Matrix Co-completion for Multi-label Classification with Missing Features and Labels
This work addresses a challenging multi-label classification scenario with missing data, offering a novel approach that could benefit applications in domains like text or image tagging, though it appears incremental by building on matrix completion techniques.
The paper tackles the problem of multi-label classification with missing features and labels by proposing a co-completion algorithm that assumes a latent matrix with low-rank structure, addressing limitations of existing linear methods and achieving improved performance in experiments.

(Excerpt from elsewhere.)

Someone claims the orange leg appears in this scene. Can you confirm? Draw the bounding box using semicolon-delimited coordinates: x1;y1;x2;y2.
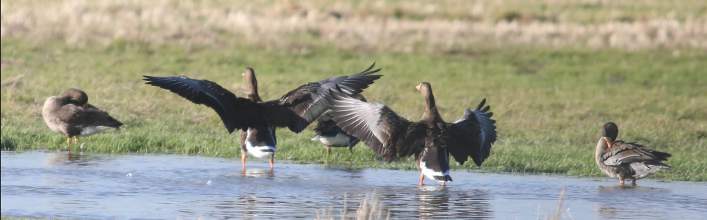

We consider a challenging multi-label classification problem where both feature matrix $\X$ and label matrix $\Y$ have missing entries. An existing method concatenated $\X$ and $\Y$ as $[\X; \Y]$ and applied a matrix completion (MC) method to fill the missing entries, under the assumption that $[\X; \Y]$ is of low-rank. However, since entries of $\Y$ take binary values in the multi-label setting, it is unlikely that $\Y$ is of low-rank. Moreover, such assumption implies a linear relationship between $\X$ and $\Y$ which may not hold in practice. In this paper, we consider a latent matrix $\Z$ that produces the probability $σ(Z_{ij})$ of generating label $Y_{ij}$, where $σ(\cdot)$ is nonlinear. Considering label correlation, we assume $[\X; \Z]$ is of low-rank, and propose an MC algorithm based on subgradient descent named co-completion (COCO) motivated by elastic net and one-bit MC. We give a theoretical bound on the recovery effect of COCO and demonstrate its practical usefulness through experiments.